Sociedade civil garante espaço nas decisões climáticas em Rondônia

Foto: Reprodução - Fonte: Assessoria

O Tribunal de Justiça de Rondônia (TJRO) decidiu, por maioria, restabelecer a participação social na governança ambiental do estado, atendendo pedido do Ministério Público de Rondônia (MPRO).
O julgamento ocorreu na sessão nº 834, em 15 de setembro, e considerou inconstitucionais trechos da Lei nº 5.868/2024, que haviam reduzido o papel da sociedade civil na Política Estadual de Governança Climática e Serviços Ambientais.


O que motivou a ação

O MPRO questionou mudanças introduzidas em 2024 na Lei nº 4.437/2018, que concentravam competências na Sedam e restringiam o caráter deliberativo do Conselho Gestor do sistema ambiental estadual.
Segundo o órgão, isso:

  • Violava princípios como publicidade, participação democrática e eficiência administrativa.
  • Reduzia o controle social sobre o Fundo de Governança Climática e Serviços Ambientais (Funclima).
  • Enfraquecia compromissos assumidos pelo Brasil em tratados internacionais sobre clima.

Além de apontar retrocessos ambientais, a ação destacou vícios de competência, já que parte da matéria já está disciplinada em leis federais.


Decisão e efeitos práticos

Com a sentença, volta a valer a redação original da lei de 2018, garantindo:

  • Gestão compartilhada entre governo e sociedade civil nas políticas climáticas.
  • Transparência e fiscalização social sobre conselhos e fundos ambientais.

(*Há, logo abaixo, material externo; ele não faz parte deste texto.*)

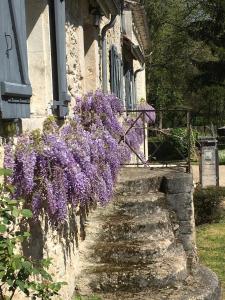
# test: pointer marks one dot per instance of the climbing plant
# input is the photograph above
(70, 166)
(17, 272)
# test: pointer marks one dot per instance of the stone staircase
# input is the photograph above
(134, 247)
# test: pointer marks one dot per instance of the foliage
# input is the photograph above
(186, 65)
(180, 139)
(207, 203)
(173, 145)
(18, 273)
(74, 164)
(210, 242)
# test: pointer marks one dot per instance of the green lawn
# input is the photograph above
(211, 248)
(86, 298)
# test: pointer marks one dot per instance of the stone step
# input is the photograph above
(139, 204)
(138, 186)
(202, 284)
(123, 226)
(108, 277)
(132, 252)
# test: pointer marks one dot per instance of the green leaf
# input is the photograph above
(26, 213)
(3, 228)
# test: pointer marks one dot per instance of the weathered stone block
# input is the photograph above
(177, 183)
(182, 205)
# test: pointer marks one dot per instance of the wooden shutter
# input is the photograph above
(61, 104)
(15, 88)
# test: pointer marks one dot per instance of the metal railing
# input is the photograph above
(158, 136)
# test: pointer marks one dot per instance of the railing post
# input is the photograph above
(189, 141)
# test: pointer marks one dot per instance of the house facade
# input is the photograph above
(55, 50)
(51, 52)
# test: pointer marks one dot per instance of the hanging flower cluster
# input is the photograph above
(73, 164)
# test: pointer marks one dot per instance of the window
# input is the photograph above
(15, 87)
(116, 73)
(129, 86)
(61, 97)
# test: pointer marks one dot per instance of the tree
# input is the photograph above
(187, 62)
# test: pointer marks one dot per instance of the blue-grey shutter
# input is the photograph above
(15, 88)
(128, 89)
(116, 72)
(61, 104)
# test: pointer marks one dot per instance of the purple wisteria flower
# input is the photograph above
(78, 162)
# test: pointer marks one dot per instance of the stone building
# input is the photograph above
(54, 50)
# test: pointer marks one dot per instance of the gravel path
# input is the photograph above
(195, 169)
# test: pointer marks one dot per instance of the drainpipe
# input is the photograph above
(135, 77)
(104, 54)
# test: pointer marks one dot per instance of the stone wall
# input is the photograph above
(179, 191)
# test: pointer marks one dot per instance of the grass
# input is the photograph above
(86, 298)
(211, 248)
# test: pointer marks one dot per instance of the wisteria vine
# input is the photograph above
(72, 165)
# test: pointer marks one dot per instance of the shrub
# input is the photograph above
(208, 204)
(17, 272)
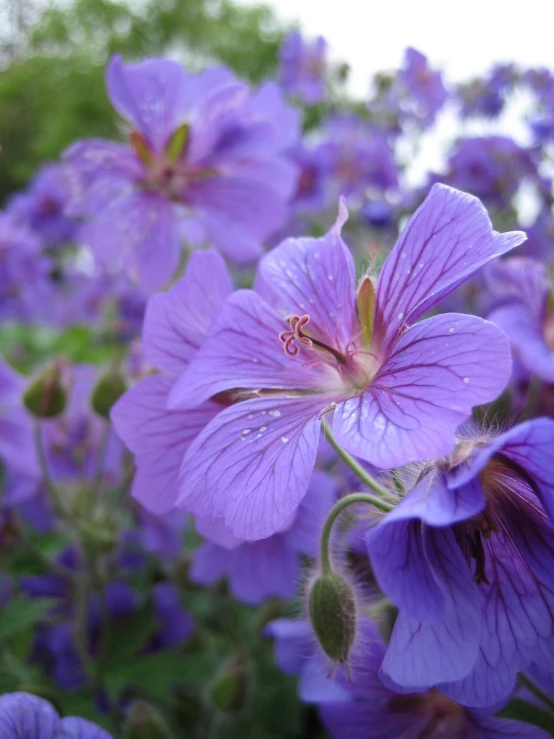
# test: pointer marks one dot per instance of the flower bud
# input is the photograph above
(332, 607)
(229, 688)
(109, 388)
(46, 397)
(144, 722)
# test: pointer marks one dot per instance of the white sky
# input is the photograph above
(463, 37)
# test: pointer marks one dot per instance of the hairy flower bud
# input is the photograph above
(144, 722)
(332, 607)
(46, 397)
(109, 388)
(229, 688)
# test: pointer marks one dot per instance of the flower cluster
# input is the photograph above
(354, 412)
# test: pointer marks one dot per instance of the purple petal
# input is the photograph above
(252, 465)
(439, 369)
(423, 653)
(151, 95)
(243, 350)
(27, 716)
(176, 321)
(527, 338)
(158, 438)
(315, 277)
(447, 239)
(263, 569)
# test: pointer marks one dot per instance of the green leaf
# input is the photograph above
(22, 613)
(520, 710)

O promotor Pablo Hernandez Viscardi, do MPRO, afirmou que a medida evita retrocessos e reafirma o caráter participativo da governança ambiental no estado.


Próximos passos

A decisão reforça que qualquer mudança futura na política climática de Rondônia deverá preservar:

  • A presença da sociedade civil nos órgãos deliberativos.
  • Mecanismos de controle democrático e gestão transparente dos recursos ambientais.

“A governança ambiental precisa ser transparente, plural e participativa. Quando a sociedade civil perde espaço, perde-se também a legitimidade das decisões”, ressaltou Viscardi.